A three-gene model to robustly identify breast cancer molecular subtypes.

BACKGROUND Single sample predictors (SSPs) and Subtype classification models (SCMs) are gene expression-based classifiers used to identify the four primary molecular subtypes of breast cancer (basal-like, HER2-enriched, luminal A, and luminal B). SSPs use hierarchical clustering, followed by nearest centroid classification, based on large sets of tumor-intrinsic genes. SCMs use a mixture of Gaussian distributions based on sets of genes with expression specifically correlated with three key breast cancer genes (estrogen receptor [ER], HER2, and aurora kinase A [AURKA]). The aim of this study was to compare the robustness, classification concordance, and prognostic value of these classifiers with those of a simplified three-gene SCM in a large compendium of microarray datasets. METHODS Thirty-six publicly available breast cancer datasets (n = 5715) were subjected to molecular subtyping using five published classifiers (three SSPs and two SCMs) and SCMGENE, the new three-gene (ER, HER2, and AURKA) SCM. We used the prediction strength statistic to estimate robustness of the classification models, defined as the capacity of a classifier to assign the same tumors to the same subtypes independently of the dataset used to fit it.

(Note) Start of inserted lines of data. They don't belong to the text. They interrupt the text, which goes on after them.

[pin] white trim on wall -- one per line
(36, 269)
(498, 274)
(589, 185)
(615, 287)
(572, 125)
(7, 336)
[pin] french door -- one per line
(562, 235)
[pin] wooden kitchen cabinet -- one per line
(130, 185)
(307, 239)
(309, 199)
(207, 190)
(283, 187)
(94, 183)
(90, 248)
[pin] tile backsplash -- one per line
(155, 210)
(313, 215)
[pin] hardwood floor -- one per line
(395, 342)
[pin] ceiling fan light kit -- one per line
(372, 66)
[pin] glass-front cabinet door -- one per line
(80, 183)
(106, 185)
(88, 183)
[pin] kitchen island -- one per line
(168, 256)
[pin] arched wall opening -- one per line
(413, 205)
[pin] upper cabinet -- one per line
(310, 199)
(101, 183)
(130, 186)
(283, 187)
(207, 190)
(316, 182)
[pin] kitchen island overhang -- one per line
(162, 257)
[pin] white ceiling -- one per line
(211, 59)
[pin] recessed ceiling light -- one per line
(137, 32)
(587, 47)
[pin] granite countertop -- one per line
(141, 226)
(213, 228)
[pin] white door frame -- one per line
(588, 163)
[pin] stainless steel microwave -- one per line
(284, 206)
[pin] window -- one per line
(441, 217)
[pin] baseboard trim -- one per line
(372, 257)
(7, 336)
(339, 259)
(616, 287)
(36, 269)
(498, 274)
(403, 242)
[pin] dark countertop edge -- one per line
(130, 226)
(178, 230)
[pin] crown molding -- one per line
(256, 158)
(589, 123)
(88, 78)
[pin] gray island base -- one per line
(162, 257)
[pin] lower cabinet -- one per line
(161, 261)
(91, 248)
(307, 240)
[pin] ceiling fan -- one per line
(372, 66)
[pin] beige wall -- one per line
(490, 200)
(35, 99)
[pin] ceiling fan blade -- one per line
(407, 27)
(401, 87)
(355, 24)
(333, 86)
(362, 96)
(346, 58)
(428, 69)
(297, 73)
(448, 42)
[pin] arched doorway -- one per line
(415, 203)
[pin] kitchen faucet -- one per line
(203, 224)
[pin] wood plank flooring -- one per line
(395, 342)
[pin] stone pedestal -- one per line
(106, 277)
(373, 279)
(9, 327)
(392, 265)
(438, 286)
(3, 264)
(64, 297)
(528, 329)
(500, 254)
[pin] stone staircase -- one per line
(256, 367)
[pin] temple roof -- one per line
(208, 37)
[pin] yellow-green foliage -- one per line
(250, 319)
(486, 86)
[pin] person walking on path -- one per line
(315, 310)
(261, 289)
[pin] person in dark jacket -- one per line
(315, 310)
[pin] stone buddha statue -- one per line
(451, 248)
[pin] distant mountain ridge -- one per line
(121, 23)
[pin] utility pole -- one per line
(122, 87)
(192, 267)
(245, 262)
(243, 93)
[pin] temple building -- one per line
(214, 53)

We used Cohen κ and Cramer V coefficients to assess concordance between the subtype classifiers and association with clinical variables, respectively. We used Kaplan-Meier survival curves and cross-validated partial likelihood to compare prognostic value of the resulting classifications. All statistical tests were two-sided. RESULTS SCMs were statistically significantly more robust than SSPs, with SCMGENE being the most robust because of its simplicity. SCMGENE was statistically significantly concordant with published SCMs (κ = 0.65-0.70) and SSPs (κ = 0.34-0.59), statistically significantly associated with ER (V = 0.64), HER2 (V = 0.52) status, and histological grade (V = 0.55), and yielded similar strong prognostic value. CONCLUSION Our results suggest that adequate classification of the major and clinically relevant molecular subtypes of breast cancer can be robustly achieved with quantitative measurements of three key genes.